Editions # 91 Spring 2020 Fiction , Reviews , History ,
Renée Hartleib Reviews a Searing and Compelling Tale of How the British Tried to Erase the Acadians
Late last year, I spent a few days in Washington, DC, and was grateful to have the opportunity to visit the National Museum of African American History and Culture. Its many powerful exhibitions walk the visitor from slavery through civil rights and up to present day times. To say “I had no idea,” would be an understatement. I left there changed by what I had learned about what African Americans have endured.
This experience was replicated for me when I read Tyler LeBlanc’s Acadian Driftwood: One Family and the Great Expulsion.
In the same way that I knew racism existed, but didn’t grasp the extent of the brutality suffered by African Americans, I also knew the basic facts of the Acadian Expulsion but really never thought of it as an ethnic cleansing.
Thanks to LeBlanc’s beautifully written book, brought alive in riveting detail, more of us will understand how the British tried to erase a people—the Acadians—from the landscape of the Atlantic region, and the horror these individuals experienced as their homesteads were destroyed and their families torn apart.
LeBlanc’s ancestors were one such family, but the author himself didn’t know of his Acadian roots until well into his adulthood. In his own words, LeBlanc says, “The surprising discovery set in motion a curiosity that plunged me into nearly four years of research and transformed the way I thought about identity, family, and the history of the place I call home.”
Readers will likely appreciate the book’s preface, which is a lovely nod to the Indigenous peoples of Canada, who were here before any of these settlers, Acadian or British. LeBlanc concedes that the story of the Acadian Expulsion is one small part of a much broader history that occurred within Mi’kma’ki, the ancestral and unceded territory of the Mi’kmaq people.
Through multiple viewpoints, all of which represent members of his family who were deported from their homeland, Acadian Driftwood sheds light on what happened to his ancestors—the ten children of Francois LeBlanc and Jeanne Hébert.
There was Bénoni, a farmer in Grand Pré in 1755, who was called to a meeting at the local Church along with all other Acadian men of the region. Surrounded by soldiers, the men were imprisoned in the Church for days, then marched to the shore and loaded onto boats while their wives and children watched.
There was Jacques and his wife Catherine, locked in the dark beneath the deck of a ship with hundreds of others, cramped and seasick. After a horrible three-week journey, during which many would have died of smallpox or dysentery, they arrived in Boston where the hostile locals shunted them to the outskirts of the city.

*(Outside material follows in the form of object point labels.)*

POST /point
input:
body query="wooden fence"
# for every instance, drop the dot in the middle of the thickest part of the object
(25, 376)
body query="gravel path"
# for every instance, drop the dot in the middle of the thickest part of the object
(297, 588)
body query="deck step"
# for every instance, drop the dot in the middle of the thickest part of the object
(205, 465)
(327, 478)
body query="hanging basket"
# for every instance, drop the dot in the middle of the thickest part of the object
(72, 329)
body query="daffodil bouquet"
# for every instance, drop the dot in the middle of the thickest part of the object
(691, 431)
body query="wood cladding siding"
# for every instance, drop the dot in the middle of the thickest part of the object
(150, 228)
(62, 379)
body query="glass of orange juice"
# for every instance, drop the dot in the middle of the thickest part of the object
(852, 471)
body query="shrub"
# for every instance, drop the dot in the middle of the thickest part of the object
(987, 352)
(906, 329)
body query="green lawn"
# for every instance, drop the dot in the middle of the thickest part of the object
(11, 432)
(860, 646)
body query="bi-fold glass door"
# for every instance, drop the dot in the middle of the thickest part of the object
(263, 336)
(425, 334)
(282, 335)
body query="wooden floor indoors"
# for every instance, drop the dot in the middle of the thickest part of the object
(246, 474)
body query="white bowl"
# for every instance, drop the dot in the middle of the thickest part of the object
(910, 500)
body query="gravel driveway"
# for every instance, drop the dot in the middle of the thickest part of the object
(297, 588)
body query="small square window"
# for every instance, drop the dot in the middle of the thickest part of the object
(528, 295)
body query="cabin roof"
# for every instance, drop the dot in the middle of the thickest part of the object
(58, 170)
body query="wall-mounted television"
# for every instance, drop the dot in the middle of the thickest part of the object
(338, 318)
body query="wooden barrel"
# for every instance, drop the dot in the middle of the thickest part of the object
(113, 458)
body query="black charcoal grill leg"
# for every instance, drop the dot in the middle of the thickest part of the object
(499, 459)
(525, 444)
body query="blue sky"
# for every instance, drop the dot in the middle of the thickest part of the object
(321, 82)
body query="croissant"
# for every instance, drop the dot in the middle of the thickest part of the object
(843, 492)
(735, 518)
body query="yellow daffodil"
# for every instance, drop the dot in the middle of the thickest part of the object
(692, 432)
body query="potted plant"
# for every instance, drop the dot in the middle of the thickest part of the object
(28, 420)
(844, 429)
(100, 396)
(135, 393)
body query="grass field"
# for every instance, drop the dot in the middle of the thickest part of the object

And there was Anne, who was deported by boat and ended up in quarantine in a “pesthouse” outside Philadelphia, where she watched friends and family, including her husband, die from deadly viruses.
This book is a work of creative nonfiction. LeBlanc uses his considerable skills as a writer to fictionalize more unknowable aspects of his relatives’ experiences, such as what they may have been thinking or feeling. The result is a searing and compelling tale that is hard to put down.
Wanting to document the suffering of some of the 15,000 Acadians who have mostly been lost to history, LeBlanc writes: “This is a personal book about ten siblings, all distant ancestors of mine, who found themselves tossed from their quiet pastoral lives into the turbulent world of eighteenth-century geopolitics.”
It’s obvious that this book was a labour of love, written after extensive research. The result? A gorgeous piece of truth-telling, sure to make LeBlanc’s ancestors proud.